Bonjour, Paris - Recipe: Soupe Poireaux Pommes de Terre

The River Seine, forever immortalised

Hello, everyone! After a 13 hour flight and two hours spent sandwiched between grumpy and disgruntled travellers at immigration at Charles de Gaulle airport, Cooper and I arrived in Paris earlier this week and are now settled in to our little flat in a small corner of the city. While I've now lived in Boston, Guangzhou, London, Singapore and Kuala Lumpur and have always considered myself quite the global citizen, I found myself right about yesterday hit suddenly by a sharp bout of homesickness and an intense craving for a hot, fluffy bowl of jasmine rice and tofu. Paris is gorgeous and romantic, but like all global cities, it has the scale, density and diversity that can be as overwhelming as it can be exciting. Worse, I seem to be suffering from a weird case of immobolitis, where I can’t seem to open my mouth to speak any French. But perhaps I'm feeling this way also because I've discovered, that there are only two things that I can eat at a typical French brasserie - frits (french fries) and salade verte (green salad), and that can get old pretty quickly.

So, though I never imagined I would be one of those "typical" Asians, I found myself hopping onto the Metro yesterday headed straight for Chinatown to stock up on rice, tofu, chillies (god, I miss spicy food) and...*gasp* instant noodles. I will admit that it was heart-warming to see the brands of food on the supermarket shelves that I've come to associate with home for some years.

The streets of Paris, teeming with life  (and dogs!)

Despite missing Singapore, I am completely in love with the city’s architecture, and the many outdoor cafes and markets that are scattered throughout my neighbourhood. A gal (and her dog) can get used to this, let me tell you. I picked up a couple of seasonal vegetables yesterday at the local grocer.
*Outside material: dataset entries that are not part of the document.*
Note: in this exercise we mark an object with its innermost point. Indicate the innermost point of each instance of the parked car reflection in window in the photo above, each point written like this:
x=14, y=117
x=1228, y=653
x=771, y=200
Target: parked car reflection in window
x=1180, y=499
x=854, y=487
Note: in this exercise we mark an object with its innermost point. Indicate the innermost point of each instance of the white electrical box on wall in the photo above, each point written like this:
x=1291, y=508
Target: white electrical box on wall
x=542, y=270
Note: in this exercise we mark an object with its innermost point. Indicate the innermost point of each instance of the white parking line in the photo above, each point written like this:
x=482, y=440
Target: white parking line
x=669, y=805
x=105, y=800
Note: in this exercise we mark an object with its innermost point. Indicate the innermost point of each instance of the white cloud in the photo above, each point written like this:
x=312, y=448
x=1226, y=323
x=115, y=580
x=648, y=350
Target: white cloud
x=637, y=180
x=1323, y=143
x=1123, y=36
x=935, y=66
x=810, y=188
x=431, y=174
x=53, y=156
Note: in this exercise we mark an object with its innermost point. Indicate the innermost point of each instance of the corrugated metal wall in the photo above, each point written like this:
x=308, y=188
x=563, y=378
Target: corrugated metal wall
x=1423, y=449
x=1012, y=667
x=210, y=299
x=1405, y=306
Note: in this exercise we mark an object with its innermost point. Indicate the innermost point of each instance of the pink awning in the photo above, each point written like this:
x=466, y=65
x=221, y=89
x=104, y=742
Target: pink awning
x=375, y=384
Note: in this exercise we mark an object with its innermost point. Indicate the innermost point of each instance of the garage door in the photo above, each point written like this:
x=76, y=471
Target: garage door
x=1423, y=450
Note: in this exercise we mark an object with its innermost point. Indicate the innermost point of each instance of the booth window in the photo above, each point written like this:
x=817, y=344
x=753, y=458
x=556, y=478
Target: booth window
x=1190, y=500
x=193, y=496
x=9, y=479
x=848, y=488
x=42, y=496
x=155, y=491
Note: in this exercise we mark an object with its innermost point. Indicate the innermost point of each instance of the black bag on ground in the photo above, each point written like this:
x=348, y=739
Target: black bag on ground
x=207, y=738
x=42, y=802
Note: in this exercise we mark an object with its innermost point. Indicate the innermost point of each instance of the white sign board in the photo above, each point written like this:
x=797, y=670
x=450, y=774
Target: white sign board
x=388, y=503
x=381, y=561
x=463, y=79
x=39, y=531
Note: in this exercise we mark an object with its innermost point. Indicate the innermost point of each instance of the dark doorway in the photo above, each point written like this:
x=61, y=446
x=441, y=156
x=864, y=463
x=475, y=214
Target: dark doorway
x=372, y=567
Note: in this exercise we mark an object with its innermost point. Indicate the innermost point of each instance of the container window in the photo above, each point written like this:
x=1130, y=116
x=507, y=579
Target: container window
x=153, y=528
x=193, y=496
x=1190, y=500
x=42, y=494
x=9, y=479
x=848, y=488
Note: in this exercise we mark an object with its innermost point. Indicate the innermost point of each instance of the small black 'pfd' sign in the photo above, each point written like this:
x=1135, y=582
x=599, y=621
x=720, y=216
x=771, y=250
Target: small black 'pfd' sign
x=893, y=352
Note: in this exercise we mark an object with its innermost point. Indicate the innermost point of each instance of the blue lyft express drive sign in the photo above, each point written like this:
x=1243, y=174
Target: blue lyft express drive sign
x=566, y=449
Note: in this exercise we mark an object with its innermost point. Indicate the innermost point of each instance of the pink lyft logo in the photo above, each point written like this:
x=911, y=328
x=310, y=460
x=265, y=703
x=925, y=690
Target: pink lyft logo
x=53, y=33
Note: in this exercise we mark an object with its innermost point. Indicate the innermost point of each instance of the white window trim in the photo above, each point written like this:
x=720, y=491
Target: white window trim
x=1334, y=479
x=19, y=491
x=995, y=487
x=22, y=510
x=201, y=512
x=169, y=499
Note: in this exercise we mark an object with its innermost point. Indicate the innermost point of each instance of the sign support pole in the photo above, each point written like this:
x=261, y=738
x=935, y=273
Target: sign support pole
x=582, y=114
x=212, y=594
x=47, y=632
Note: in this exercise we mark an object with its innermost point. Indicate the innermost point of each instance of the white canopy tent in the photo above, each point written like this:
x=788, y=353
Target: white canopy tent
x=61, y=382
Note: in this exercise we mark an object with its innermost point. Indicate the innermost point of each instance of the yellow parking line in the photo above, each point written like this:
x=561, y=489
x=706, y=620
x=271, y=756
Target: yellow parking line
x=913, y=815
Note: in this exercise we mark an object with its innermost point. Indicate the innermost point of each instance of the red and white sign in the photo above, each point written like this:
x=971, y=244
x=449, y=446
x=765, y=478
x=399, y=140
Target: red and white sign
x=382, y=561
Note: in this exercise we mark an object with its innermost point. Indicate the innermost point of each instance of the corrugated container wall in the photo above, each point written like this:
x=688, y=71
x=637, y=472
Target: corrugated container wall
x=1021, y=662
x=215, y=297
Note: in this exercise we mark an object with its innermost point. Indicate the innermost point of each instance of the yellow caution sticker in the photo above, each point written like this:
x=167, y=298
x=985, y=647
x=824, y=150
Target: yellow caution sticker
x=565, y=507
For my maiden post from Paris, I present below, a classic soup called Soupe Poireaux Pommes de Terre or Leek and Potato Soup, which is rich and full of flavour. Serve this soup with crusty bread and a salad and you’ve got a lovely supper.


Serves 4

About 1 kg slender leeks
2 bay leaves
20 black peppercorns
4 sprigs fresh thyme
2 tablespoons butter
2 large garlic cloves, minced
1 medium brown onion, chopped
1/2 cup dry white wine
3 1/2 cups vegetable stock
450 g new potatoes (Yukon gold or red-skinned, for example) about 4 medium
1/2 to 1 teaspoon fine sea salt
Freshly ground pepper
1 cup soy milk
Crème fraîche, for serving (optional)
Chives, chopped for garnishing (optional)

First, prepare a bouquet garni by tying together the bay leaves, peppercorns, and thyme in a package using cheesecloth and kitchen twine. Alternatively, you can use about 1-2 tsps dried Herbs de Provence.
Next, trim the leeks, keeping about two thirds of the green part. If your leeks are on the thick side, remove and discard the fibrous outer layer. Carve a deep slit all along the length of the leeks, driving your knife almost to the other side, but not quite, to expose all the layers. Run each leek in turn under a stream of cold water, green part down, to wash away the sand and grit. Squeeze off the excess water.

Separate the white from the green parts. Discard the toughest green leaves, and set aside the most tender. Slice the leek whites thinly. Peel and dice the potatoes into small cubes.

In a large stock pot over medium heat, melt the butter and add the garlic and onion. Cook for 5 to 6 minutes, stirring occasionally, until the garlic and onion are soft. Add the sliced leeks and cook until wilted, a further 5 minutes or so. Add the wine, and boil until reduced by half. Add the bouquet garni, vegetable stock, potatoes, and bring to a boil. Season to taste. Reduce the heat and simmer, covered, for about 20 minutes. Add soy milk and simmer soup for another 10-15 minutes, or until the potatoes are falling apart and the flavours have developed.

Purée the soup, in batches, if necessary, using a blender. (I did not have one on hand, so I used a fork and mashed the potatoes, in batches, in a small bowl). Taste, adjust the seasoning, and return over low heat.
Shred the reserved green leaves of the leek into fine ribbons. When the soup returns to a simmer, add the leek ribbons, stir, and remove from the heat. Cover and let rest for 5 minutes. Serve hot, with a spoonful of crème fraîche and some snipped chives, if desired, and a hefty dose of pepper! Viola!